Ya no había salvación; nos ahogamos en la onda de salvaje humanidad, empujada del pánico, del hambre y de toda suerte de locura... Ya no podíamos andar por dentro ni por fuera del inmundo corralón, sino con esfuerzo y braceo de nadadores, abriendo hueco entre la carne sudorosa. El aliento de la masa humana nos asfixiaba; el rumor de cólera y rabia nos enloquecía. Ya mi amo y yo, forcejeando en el interior, no encontrábamos a los criados moros, ni las caballerías, ni el café que habíamos dejado a medio tomar; ya íbamos y veníamos llevados de la onda; ya, por los gritos que proferían tantas bocas feroces de blancos dientes, y por la expresión terrorífica de tantos rostros negros y blancos, bruñidos del sudor, llegábamos a creer que también nosotros veníamos huidos del combate, y que traíamos en nuestras almas la furiosa rabia de la derrota.

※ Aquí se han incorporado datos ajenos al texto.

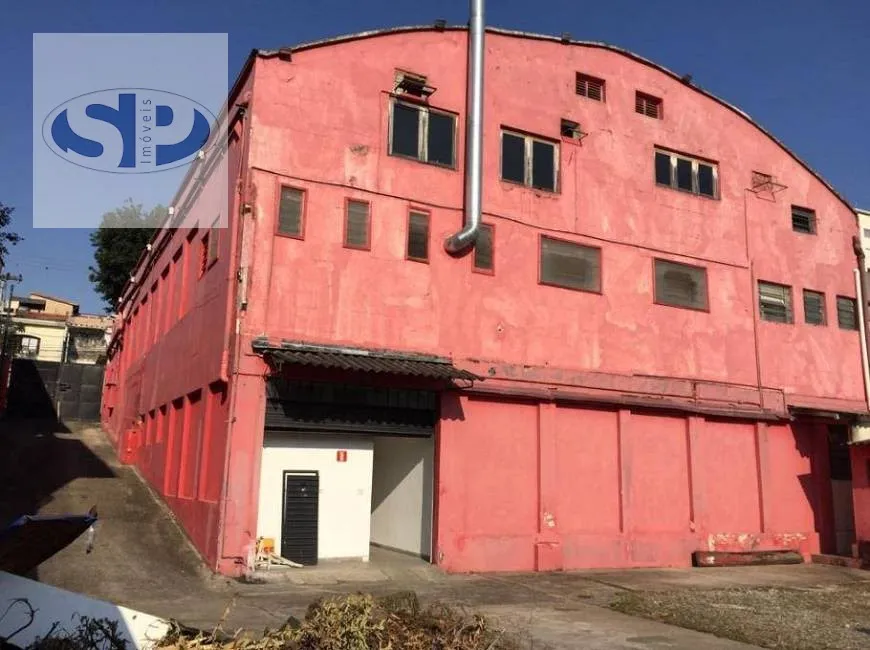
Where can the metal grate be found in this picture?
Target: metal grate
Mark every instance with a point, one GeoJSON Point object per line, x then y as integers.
{"type": "Point", "coordinates": [356, 232]}
{"type": "Point", "coordinates": [680, 285]}
{"type": "Point", "coordinates": [290, 212]}
{"type": "Point", "coordinates": [803, 220]}
{"type": "Point", "coordinates": [847, 313]}
{"type": "Point", "coordinates": [775, 303]}
{"type": "Point", "coordinates": [814, 307]}
{"type": "Point", "coordinates": [483, 249]}
{"type": "Point", "coordinates": [648, 105]}
{"type": "Point", "coordinates": [569, 265]}
{"type": "Point", "coordinates": [590, 87]}
{"type": "Point", "coordinates": [418, 236]}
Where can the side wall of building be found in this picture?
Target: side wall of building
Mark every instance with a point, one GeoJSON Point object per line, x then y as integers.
{"type": "Point", "coordinates": [536, 486]}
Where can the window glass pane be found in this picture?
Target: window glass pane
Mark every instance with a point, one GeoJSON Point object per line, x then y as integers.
{"type": "Point", "coordinates": [684, 174]}
{"type": "Point", "coordinates": [513, 156]}
{"type": "Point", "coordinates": [706, 186]}
{"type": "Point", "coordinates": [406, 126]}
{"type": "Point", "coordinates": [356, 232]}
{"type": "Point", "coordinates": [814, 307]}
{"type": "Point", "coordinates": [663, 168]}
{"type": "Point", "coordinates": [775, 302]}
{"type": "Point", "coordinates": [290, 212]}
{"type": "Point", "coordinates": [570, 265]}
{"type": "Point", "coordinates": [847, 316]}
{"type": "Point", "coordinates": [680, 285]}
{"type": "Point", "coordinates": [418, 236]}
{"type": "Point", "coordinates": [483, 253]}
{"type": "Point", "coordinates": [543, 165]}
{"type": "Point", "coordinates": [440, 138]}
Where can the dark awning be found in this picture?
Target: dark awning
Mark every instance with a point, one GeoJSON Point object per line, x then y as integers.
{"type": "Point", "coordinates": [362, 360]}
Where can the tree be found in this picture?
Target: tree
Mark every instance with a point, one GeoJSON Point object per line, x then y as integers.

Quiso El Nasiry congraciarse con los que más cerca teníamos en aquel penoso braceo en medio de la onda, y algo les dijo de la batalla y de lo mal que se había portado Allah con sus fieles creyentes. Los que le oían respondieron con voces famélicas más que patrióticas: tenían hambre, y querían repararse con algún alimento hasta que pudieran llegar a sus casas en remotos aduares. Otros vociferaron contra O'Donnell y Prim, renovando la ridícula leyenda del pacto entre españoles y demonios. Ya tenían los moros sometidos a los cristianos; ya el campo de éstos era una alfombra de cadáveres, cuando se desgajó el cielo vomitando diablos; resucitaron los cristianos muertos, y el Mogreb vencedor fue vencido por máquina sobrenatural... En la fuga, los heridos que traían fueron abandonados en el monte, donde los cuervos se encargarían de comérselos tranquilamente. ¡Felices los muertos porque subirían al paraíso de frescas aguas cristalinas!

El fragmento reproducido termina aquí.